Solved – When should I use k-means instead of Spectral Clustering

clusteringdata miningk-meansmachine learningspectral analysis

From the image linked to below, it looks like when the data actually consists of K isotropic clusters, Spectral Clustering does as well as K-means. But for other, non-convex clusters, Spectral Clustering outperforms k-means. Is this true? When should I use K-Means clustering instead of Spectral Clustering?

Also, to find clusters of the forms shown in rows 1 and 2, what similarity function do I need to use in conjunction with SpectralClustering?

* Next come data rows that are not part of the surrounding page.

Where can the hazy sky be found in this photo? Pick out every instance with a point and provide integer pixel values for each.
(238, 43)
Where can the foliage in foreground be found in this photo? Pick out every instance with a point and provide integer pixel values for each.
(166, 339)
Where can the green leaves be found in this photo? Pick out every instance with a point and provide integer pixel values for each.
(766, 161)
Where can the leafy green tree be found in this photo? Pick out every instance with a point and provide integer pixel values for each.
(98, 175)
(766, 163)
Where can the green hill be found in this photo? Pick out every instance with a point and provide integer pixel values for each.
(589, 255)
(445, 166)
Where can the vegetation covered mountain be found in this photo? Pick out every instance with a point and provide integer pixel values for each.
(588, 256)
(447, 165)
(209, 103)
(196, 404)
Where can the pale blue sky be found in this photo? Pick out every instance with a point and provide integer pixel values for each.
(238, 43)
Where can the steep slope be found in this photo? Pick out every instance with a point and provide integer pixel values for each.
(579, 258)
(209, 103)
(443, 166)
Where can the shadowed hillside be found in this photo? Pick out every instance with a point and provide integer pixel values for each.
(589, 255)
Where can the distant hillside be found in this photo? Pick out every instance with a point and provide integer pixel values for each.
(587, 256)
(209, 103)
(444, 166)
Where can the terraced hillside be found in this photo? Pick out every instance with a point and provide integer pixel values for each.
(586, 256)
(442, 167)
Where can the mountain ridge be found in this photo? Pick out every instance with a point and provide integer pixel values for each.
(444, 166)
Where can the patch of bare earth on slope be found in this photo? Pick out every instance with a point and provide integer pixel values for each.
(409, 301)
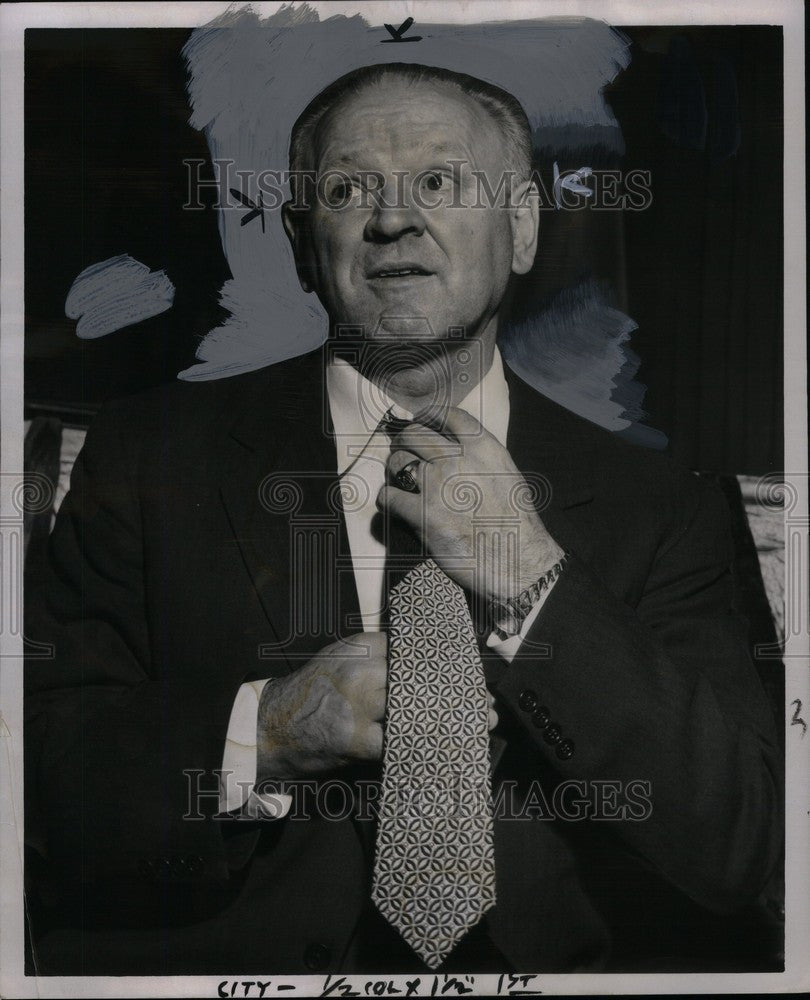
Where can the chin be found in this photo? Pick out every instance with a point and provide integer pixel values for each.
(404, 327)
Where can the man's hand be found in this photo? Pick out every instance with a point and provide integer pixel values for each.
(329, 713)
(449, 474)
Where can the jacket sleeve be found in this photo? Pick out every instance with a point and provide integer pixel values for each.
(663, 692)
(108, 729)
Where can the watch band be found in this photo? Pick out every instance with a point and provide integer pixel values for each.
(507, 617)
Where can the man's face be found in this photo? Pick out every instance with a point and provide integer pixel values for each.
(416, 266)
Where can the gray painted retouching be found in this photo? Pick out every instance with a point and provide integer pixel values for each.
(249, 79)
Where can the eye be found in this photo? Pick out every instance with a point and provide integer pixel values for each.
(339, 191)
(434, 181)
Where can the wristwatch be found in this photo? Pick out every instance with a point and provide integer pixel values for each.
(507, 617)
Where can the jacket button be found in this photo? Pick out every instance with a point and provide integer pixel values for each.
(163, 868)
(552, 734)
(527, 700)
(146, 868)
(316, 957)
(179, 867)
(194, 864)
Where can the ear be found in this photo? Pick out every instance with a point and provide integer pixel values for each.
(524, 218)
(296, 226)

Scikit learn's clustering method comparisons

Best Answer

k-means is much much much faster.

K-means is hard to beat performance wise, so it will work on larger data sets. That is probably the key factor.

K-means is $O(n.k.d.i)$, i.e. linear.

For large data sets, anything of $O(n^2)$ or worse is prohibitive.

Spectral clustering is in $O(n^3)$.

Which means it won't work for any reasonably large data set. It took already 7 seconds on a strong CPU for that second image - don't try this on larger data, you will not be happy.

P.S. that image is outdated. The current version can be found in the sklearn documentation (not embedding, as I don't know if the image is CC-BY-SA-3.0 licenseable or not... your image upload may be violating copyright, although I doubt you'll get into trouble ...)

Note the runtime information. k-means and DBSCAN take <0.02s on each of these tiny toy data sets, whereas spectral clustering is 23-734 times slower. Only affinity propagation is similarly bad.